Fairness is a Double-Edged Sword

In my work as an Executive coach I usually ask my clients to take the VIA Character Strengths test. The test gives you a list of your top five character strengths or ‘values in action’.

I have observed that strengths can be a double-edged sword. We can overplay certain strengths to our detriment.

For example, those who rate ‘Fairness, Equity and Justice’ in their top five can find that their determination to be ‘fair’ to others means that they can have a tendency to carry too large a workload.

The wisest response to these issues seems to be to dig a little deeper into what ‘fairness’ is. 

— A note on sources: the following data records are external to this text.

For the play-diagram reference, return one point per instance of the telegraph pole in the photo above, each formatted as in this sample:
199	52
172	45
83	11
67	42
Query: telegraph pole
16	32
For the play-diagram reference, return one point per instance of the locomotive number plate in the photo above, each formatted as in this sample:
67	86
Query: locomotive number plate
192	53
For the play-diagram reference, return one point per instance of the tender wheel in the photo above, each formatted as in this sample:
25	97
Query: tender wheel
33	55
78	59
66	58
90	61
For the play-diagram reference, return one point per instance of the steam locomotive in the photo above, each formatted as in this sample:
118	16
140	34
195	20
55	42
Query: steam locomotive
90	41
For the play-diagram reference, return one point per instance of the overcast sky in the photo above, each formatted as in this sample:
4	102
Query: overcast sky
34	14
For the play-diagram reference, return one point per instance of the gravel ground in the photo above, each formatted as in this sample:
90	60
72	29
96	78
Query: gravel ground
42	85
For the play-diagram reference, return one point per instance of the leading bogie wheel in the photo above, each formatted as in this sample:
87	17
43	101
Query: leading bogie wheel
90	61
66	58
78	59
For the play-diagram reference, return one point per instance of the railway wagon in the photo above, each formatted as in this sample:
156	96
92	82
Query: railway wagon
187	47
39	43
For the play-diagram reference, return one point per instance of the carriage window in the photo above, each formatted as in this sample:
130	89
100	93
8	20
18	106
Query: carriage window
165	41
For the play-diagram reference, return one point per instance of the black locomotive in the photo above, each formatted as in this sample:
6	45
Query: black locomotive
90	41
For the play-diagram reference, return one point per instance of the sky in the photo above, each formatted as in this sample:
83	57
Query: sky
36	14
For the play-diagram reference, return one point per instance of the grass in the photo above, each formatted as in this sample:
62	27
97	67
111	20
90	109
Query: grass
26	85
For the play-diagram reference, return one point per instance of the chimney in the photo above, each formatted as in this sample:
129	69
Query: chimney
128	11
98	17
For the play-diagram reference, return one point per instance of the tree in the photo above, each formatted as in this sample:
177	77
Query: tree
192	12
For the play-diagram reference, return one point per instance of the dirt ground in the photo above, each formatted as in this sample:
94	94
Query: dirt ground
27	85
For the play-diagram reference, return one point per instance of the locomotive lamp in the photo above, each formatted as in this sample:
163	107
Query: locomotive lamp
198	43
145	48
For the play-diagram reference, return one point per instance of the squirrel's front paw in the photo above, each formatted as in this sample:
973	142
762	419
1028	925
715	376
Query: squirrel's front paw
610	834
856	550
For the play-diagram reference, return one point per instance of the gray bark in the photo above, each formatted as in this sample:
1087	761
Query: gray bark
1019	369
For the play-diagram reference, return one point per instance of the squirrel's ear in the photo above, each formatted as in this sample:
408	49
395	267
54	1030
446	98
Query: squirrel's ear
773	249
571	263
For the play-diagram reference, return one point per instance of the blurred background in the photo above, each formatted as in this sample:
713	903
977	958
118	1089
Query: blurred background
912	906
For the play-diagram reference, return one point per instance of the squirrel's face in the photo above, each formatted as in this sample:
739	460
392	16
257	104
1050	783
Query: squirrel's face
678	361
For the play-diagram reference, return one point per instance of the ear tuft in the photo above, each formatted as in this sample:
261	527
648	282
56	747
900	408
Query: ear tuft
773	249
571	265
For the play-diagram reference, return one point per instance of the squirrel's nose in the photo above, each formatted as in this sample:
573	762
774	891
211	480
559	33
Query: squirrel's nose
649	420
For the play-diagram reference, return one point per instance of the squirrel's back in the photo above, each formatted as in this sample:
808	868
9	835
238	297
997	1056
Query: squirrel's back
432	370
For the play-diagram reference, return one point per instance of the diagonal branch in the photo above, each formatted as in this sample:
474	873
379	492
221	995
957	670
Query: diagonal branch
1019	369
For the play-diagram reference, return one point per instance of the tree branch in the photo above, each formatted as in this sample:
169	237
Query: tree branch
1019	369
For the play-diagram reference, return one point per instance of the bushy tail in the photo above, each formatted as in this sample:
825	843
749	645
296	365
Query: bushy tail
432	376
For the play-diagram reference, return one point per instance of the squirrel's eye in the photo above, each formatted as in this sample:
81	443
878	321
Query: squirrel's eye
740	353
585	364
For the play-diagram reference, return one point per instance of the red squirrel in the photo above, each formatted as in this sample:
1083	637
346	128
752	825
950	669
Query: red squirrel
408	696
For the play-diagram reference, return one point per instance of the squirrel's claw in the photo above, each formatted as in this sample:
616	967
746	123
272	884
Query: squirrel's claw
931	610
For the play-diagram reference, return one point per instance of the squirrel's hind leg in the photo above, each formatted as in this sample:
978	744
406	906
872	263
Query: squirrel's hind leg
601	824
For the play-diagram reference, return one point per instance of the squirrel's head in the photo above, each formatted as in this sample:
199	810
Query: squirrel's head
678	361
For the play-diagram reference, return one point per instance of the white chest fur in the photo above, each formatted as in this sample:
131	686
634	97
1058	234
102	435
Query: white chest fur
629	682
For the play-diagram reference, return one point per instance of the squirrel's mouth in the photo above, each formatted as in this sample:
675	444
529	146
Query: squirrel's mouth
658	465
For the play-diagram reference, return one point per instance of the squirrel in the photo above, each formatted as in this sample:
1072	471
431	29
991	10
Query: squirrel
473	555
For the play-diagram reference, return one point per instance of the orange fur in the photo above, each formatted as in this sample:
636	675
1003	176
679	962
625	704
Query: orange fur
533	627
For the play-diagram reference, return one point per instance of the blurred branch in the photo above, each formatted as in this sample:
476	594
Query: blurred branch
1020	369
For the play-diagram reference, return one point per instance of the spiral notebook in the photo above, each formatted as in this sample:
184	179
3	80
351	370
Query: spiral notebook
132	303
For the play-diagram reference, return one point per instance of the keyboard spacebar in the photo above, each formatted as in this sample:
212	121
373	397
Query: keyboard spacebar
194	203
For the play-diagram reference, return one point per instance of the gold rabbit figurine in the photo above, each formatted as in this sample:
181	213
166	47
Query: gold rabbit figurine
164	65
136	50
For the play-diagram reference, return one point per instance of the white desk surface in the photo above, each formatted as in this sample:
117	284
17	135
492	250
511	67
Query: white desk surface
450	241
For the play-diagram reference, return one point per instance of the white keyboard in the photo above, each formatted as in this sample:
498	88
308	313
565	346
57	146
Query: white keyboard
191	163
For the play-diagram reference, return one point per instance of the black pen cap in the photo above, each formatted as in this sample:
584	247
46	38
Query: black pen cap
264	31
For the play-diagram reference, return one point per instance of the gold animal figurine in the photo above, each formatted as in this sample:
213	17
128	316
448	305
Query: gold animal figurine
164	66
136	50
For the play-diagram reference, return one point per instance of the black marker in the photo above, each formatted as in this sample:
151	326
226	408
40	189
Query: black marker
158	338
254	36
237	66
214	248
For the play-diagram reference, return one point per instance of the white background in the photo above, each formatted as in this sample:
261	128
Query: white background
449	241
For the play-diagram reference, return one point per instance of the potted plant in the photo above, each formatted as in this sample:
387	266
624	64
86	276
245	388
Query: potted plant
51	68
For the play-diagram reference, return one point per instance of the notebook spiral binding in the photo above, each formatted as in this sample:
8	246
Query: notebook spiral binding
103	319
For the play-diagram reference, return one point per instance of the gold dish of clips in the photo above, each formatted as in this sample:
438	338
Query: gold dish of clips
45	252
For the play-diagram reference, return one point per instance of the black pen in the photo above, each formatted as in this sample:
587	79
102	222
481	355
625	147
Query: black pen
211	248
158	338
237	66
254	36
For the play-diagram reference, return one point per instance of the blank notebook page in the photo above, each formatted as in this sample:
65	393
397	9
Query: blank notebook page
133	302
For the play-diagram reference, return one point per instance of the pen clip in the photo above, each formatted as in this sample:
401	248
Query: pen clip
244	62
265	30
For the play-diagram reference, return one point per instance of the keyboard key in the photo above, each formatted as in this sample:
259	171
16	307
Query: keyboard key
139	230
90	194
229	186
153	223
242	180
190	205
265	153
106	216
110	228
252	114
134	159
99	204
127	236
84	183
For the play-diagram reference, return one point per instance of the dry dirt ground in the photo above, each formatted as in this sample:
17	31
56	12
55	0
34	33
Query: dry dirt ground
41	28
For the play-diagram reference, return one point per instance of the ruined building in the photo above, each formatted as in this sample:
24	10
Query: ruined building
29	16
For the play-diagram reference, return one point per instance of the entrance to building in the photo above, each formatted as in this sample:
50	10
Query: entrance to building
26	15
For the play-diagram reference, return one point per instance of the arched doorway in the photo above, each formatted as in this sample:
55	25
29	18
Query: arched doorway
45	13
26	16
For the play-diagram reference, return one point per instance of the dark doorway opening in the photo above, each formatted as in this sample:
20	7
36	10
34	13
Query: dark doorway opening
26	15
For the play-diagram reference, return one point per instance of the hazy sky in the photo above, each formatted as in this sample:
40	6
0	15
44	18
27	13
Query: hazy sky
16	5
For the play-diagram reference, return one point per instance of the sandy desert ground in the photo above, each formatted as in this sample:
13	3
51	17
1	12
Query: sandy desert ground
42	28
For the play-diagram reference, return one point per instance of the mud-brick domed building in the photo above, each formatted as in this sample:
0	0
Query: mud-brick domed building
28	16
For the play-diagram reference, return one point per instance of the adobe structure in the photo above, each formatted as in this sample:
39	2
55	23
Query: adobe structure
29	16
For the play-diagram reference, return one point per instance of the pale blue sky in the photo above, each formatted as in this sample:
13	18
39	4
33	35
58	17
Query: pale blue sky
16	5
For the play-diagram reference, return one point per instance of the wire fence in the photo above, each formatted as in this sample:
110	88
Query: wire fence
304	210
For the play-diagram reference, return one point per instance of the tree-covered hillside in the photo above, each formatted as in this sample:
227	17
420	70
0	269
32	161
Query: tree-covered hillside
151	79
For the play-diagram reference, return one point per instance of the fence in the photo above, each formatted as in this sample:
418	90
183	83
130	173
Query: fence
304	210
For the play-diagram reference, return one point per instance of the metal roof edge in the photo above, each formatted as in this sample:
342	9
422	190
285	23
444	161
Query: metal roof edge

Carol Gilligan described three levels of ethical development;

  1. Focus on the self – making sure that my needs get met.
  2. Focus on the well being of others – a desire to do good through self-sacrifice
  3. A focus on ‘nonviolence’  – do not hurt others or self

The first two stages are easier perspectives to make decisions from – is it all about me or all about you? However, the third stage, where both my needs and yours need to be considered is a much more complex decision making situation.

What can help here is a to look at the decision from some different perspectives:

  1. The perspective of the future you – If you repeatedly make this decision, what will your life be like in 10 years time? Is that what you want?
  2. The perspective of a wise person – What would a wise person do?
  3. The perspective of an observer – If someone watched all your choices what would they say were your values? What would they think your life stood for?